2. The Company’s conditional share capital totals no more than PLN 22,377,912.00 (say: twenty two million, three hundred seventy seven thousand, nine hundred twelve zloty) by way of issue of no more than 22.377.912 (say: twenty two million, three hundred seventy seven thousand, nine hundred twelve) series K ordinary bearer shares with a nominal value of PLN 1.00 (say: one zloty) each. The aim of conditional increase of share capital is to grant the right to take up series K shares to series A subscription warrants holders, issued by the Company pursuant to Resolution No. 35 of the Regular General Meeting which was
held on 30 June 2021.
3. Series A subscription warrants holders will be absolutely entitled to take up series K shares. The right to take up series K shares might be exercised until 31 December 2030.
4. On the day following the date on which the ordinary General Meeting approves the Company’s financial statement for the financial year ending on 31 December 2006, series B, C and D shares shall be converted into bearer shares. However, if prior to such date the Company enters with Krajowy Depozyt Papierów Wartosciowych S.A. (“KDPW”) into an agreement concerning the registration of such shares in KDWP connected with their dematerialization and application for admission of such shares to trading on the regulated market, series B, C and D shares shall be converted into bearer shares on the date on which the Company enters into the above-referenced agreement with KDPW.

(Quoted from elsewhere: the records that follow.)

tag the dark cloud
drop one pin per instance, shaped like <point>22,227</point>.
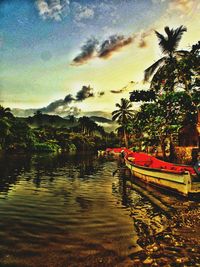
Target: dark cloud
<point>85,92</point>
<point>52,107</point>
<point>113,44</point>
<point>87,52</point>
<point>68,99</point>
<point>92,49</point>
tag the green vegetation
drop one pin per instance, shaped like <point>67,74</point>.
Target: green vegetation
<point>46,133</point>
<point>173,100</point>
<point>123,115</point>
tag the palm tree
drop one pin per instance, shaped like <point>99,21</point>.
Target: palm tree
<point>122,115</point>
<point>165,69</point>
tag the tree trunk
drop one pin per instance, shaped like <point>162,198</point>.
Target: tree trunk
<point>162,144</point>
<point>125,139</point>
<point>172,155</point>
<point>198,128</point>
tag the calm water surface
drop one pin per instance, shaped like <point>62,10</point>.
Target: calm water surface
<point>61,210</point>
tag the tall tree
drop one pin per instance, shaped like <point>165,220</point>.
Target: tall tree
<point>167,65</point>
<point>122,115</point>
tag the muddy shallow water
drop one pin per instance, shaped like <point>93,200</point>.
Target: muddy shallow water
<point>61,210</point>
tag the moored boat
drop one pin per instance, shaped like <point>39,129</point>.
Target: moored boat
<point>182,179</point>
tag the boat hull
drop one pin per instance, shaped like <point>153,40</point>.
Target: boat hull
<point>178,182</point>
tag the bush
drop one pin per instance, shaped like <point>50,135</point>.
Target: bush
<point>46,147</point>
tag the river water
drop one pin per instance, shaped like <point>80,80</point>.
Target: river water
<point>72,210</point>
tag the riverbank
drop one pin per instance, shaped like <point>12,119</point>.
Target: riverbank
<point>177,245</point>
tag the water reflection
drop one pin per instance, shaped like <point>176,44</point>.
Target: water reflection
<point>69,210</point>
<point>59,210</point>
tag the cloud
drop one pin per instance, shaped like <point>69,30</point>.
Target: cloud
<point>112,44</point>
<point>54,106</point>
<point>52,9</point>
<point>184,6</point>
<point>68,99</point>
<point>143,38</point>
<point>91,49</point>
<point>104,49</point>
<point>85,92</point>
<point>46,55</point>
<point>87,52</point>
<point>125,88</point>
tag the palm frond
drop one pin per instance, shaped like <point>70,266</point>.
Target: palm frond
<point>150,70</point>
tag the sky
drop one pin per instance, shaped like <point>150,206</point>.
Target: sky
<point>73,56</point>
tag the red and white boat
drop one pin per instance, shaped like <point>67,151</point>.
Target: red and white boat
<point>182,179</point>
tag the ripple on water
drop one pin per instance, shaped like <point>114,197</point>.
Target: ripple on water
<point>67,210</point>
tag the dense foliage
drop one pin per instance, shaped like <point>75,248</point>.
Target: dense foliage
<point>51,133</point>
<point>173,99</point>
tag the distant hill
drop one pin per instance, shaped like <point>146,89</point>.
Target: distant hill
<point>100,119</point>
<point>48,120</point>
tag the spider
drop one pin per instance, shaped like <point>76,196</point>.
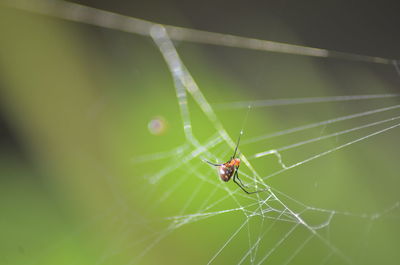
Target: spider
<point>231,168</point>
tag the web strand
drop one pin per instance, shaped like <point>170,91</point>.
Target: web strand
<point>105,19</point>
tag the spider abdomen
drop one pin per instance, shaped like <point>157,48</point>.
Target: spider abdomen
<point>226,172</point>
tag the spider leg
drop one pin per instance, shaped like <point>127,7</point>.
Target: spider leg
<point>217,165</point>
<point>237,177</point>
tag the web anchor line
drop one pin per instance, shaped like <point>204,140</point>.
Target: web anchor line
<point>111,20</point>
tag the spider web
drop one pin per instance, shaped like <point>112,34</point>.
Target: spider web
<point>272,227</point>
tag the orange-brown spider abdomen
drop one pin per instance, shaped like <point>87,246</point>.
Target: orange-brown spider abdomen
<point>227,170</point>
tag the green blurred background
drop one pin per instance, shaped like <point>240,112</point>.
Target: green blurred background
<point>76,101</point>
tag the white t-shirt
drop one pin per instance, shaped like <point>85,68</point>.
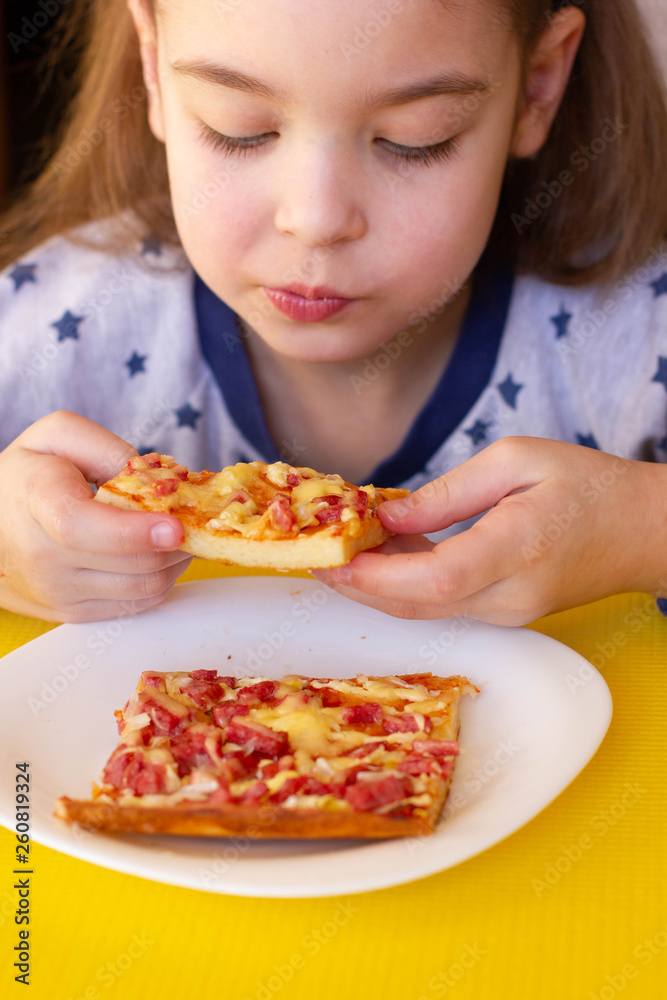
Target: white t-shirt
<point>138,344</point>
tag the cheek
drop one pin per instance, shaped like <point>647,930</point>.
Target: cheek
<point>214,205</point>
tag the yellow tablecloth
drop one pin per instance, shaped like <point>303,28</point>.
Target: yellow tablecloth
<point>571,906</point>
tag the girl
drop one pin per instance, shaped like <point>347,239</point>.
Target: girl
<point>386,238</point>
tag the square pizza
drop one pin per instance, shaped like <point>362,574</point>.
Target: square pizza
<point>206,754</point>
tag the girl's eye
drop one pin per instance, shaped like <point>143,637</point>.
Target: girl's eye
<point>414,154</point>
<point>423,154</point>
<point>229,144</point>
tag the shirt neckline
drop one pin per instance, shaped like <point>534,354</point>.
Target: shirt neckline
<point>464,379</point>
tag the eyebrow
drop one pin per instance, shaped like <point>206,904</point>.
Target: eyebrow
<point>454,85</point>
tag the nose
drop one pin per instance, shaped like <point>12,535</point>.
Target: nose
<point>318,200</point>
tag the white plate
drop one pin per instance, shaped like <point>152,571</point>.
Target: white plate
<point>542,713</point>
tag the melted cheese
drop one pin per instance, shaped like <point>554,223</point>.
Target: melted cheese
<point>381,691</point>
<point>311,489</point>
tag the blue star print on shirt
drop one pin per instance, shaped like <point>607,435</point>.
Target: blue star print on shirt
<point>187,416</point>
<point>659,286</point>
<point>588,441</point>
<point>661,374</point>
<point>23,273</point>
<point>136,363</point>
<point>477,432</point>
<point>509,390</point>
<point>68,326</point>
<point>561,322</point>
<point>151,244</point>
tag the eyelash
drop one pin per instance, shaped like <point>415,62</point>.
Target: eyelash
<point>413,154</point>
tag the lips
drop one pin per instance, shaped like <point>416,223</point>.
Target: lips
<point>307,304</point>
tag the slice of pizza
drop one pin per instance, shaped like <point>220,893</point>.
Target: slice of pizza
<point>254,514</point>
<point>202,754</point>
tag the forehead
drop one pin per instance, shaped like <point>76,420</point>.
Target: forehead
<point>343,53</point>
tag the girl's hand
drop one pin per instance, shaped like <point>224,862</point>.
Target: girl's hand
<point>564,525</point>
<point>63,556</point>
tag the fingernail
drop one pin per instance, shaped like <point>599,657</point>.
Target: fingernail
<point>163,535</point>
<point>340,574</point>
<point>399,508</point>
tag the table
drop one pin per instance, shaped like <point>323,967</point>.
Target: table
<point>571,906</point>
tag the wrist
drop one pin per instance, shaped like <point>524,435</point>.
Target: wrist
<point>650,518</point>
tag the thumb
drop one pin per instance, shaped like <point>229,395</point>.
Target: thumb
<point>470,489</point>
<point>66,509</point>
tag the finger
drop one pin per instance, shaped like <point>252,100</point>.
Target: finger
<point>133,562</point>
<point>469,489</point>
<point>452,570</point>
<point>125,587</point>
<point>72,518</point>
<point>97,452</point>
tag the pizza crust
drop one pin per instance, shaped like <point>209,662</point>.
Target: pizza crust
<point>270,820</point>
<point>314,548</point>
<point>243,821</point>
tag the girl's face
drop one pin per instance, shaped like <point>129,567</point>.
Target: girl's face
<point>353,149</point>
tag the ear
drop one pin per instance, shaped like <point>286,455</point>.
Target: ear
<point>144,22</point>
<point>548,71</point>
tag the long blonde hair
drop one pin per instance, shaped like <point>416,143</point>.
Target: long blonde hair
<point>106,160</point>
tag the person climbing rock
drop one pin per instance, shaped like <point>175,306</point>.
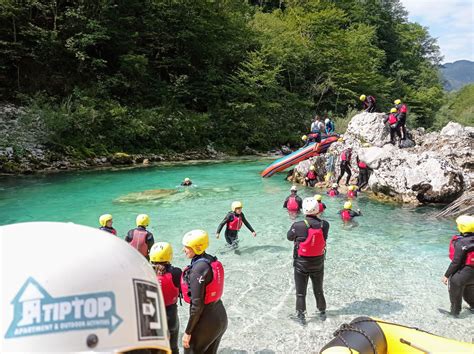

5. A shareholder may not demand that any bearer shares be converted into registered shares.”.
Article 20 (n)
Previously reading as follows:
„n) granting consent to the purchase and sale of real estate, the right of perpetual usufruct
or interest in real estate by the Company,”
The amended and approved indent reads as follows:
„n) granting consent to the purchase and sale of real estate, the right of perpetual usufruct or interest in real estate, whose value exceeds the equivalent to 15% of he Company’s share capital, by the Company,”.
According to Article 430(1) of the Commercial Partnerships and Companies Code, the foregoing amendments entered into force on the date on which the amended Articles of Association were registered by the competent Registry Court.
Legal basis: Article 56(1)(2)(a) of the Act on Public Offering and Conditions for Introducing Financial Instruments into Organised Trading and on Public Companies (Dziennik Ustaw [Journal of Laws] of 2005, No. 184, item 1539 as amended) in connection with Section 5(1) and 6(1), (3) of the Regulation of the Minister of Finance of 29 March 2018 on Current and Periodic Information Published by Issuers of Securities and on Conditions for Regarding Information Required by Law of Non-Member State as Equivalent (Dziennik Ustaw [Journal of Laws] of 2018, item 757).